Have you ever done performance testing? Reliability testing? Security testing? Database testing? What about designing scripts that actually crawl the functionality of your website without you telling them what to do, and take screen shots as they go? What about fuzzing on those input fields? How can you create software that tests while you are out of the office and records interesting scenarios that you can then look at more closely when you get in the office? User246 mentioned API testing - this is, IMO, very good advice! API testing is actually quite easy, but often very intimidating - and you can provide a lot of value by testing from the API primarily, then only using UI automation for E2E tests and tests to make sure that the API is being called correctly (UI automation is expensive to maintain, so you generally want to limit how much you rely on it).

If you really want to focus on testing using Selenium, I would suggest sites where you do not create data but do interact with data in rich ways. Google Maps is great because there are complicated ways to interact, tons of data already there, and you as a user can do many things without entering text. Google Images could also be fun to work with. Instead of testing, you could also try writing small UI scripts with Selenium that, e.g., analyze metatext on a page. Maybe write a script to browse Coursera and find all courses with the word "software" in their title or description. Or maybe, automate a task you normally do manually. Can you create a small tool where you put in the date, time, and description for an event on the command line, and it browses to Google Calendars, logs in for you, and puts that event on your calendar? While you wouldn't do this in production code (you would use a Google Calendar API and not UI tools), it can be a fun way to build your skills if you really like UI testing.

Facebook is less good for testing than many Google products because so many interactions require you to enter information, which makes it expensive to test against (and could also result in you being black-listed if your behavior "looks" abusive). G+ or any highly social site will have the same problem. Think about sites you visit to get information, not sites you visit to give information. On the other hand, Facebook and other social media could be great to practice on to automate your everyday tasks - as long as you are okay with the risk of some very visible errors!

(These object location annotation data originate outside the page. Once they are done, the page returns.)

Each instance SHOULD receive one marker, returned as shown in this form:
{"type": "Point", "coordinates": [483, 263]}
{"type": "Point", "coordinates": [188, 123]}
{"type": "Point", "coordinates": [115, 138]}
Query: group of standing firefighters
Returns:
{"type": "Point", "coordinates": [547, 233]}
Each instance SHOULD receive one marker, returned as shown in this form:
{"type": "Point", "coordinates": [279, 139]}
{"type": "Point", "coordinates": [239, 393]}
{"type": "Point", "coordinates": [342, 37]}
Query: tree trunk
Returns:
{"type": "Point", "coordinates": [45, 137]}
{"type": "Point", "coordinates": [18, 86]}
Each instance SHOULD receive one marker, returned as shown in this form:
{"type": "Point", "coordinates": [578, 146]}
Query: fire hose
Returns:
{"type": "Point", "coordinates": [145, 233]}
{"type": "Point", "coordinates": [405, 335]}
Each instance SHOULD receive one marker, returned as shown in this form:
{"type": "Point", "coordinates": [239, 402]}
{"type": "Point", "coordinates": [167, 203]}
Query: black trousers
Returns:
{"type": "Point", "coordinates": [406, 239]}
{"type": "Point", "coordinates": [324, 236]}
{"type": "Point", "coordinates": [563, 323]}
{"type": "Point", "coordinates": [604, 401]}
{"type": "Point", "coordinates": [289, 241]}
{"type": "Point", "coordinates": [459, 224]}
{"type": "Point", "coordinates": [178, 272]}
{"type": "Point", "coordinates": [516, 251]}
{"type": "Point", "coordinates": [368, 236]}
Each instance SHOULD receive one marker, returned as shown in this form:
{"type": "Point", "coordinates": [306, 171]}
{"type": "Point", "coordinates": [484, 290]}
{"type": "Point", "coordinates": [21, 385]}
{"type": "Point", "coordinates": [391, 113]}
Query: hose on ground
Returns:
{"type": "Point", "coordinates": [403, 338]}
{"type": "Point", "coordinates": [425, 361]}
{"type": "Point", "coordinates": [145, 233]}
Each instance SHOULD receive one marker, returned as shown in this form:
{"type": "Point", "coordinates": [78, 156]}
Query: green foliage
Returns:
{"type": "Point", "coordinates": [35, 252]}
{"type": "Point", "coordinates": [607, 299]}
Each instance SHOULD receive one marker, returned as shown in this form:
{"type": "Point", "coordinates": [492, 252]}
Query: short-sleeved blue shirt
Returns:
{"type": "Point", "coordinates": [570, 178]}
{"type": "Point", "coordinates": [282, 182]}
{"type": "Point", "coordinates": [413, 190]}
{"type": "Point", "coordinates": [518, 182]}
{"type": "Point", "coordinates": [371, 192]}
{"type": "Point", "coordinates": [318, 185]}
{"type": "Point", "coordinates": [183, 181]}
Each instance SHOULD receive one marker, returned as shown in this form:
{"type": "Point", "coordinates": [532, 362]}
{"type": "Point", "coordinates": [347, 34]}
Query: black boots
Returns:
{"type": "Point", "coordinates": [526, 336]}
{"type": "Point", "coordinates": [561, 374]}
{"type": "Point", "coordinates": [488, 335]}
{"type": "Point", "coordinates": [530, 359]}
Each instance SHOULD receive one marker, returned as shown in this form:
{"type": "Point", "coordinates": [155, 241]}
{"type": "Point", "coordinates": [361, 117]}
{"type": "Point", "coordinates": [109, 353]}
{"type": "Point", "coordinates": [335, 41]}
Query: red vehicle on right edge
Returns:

Make sure that, whatever you do, you think carefully about the effect your behavior will have on any live site that you are testing against! Not all sites can handle heavy traffic or random inputs without breaking. Testing against a major site like Google Maps shouldn't be an issue (unless you are spamming their APIs, in which case they will probably blacklist you), but a smaller organization may have bugs that could bring down their site if you test too hard. Be a good citizen!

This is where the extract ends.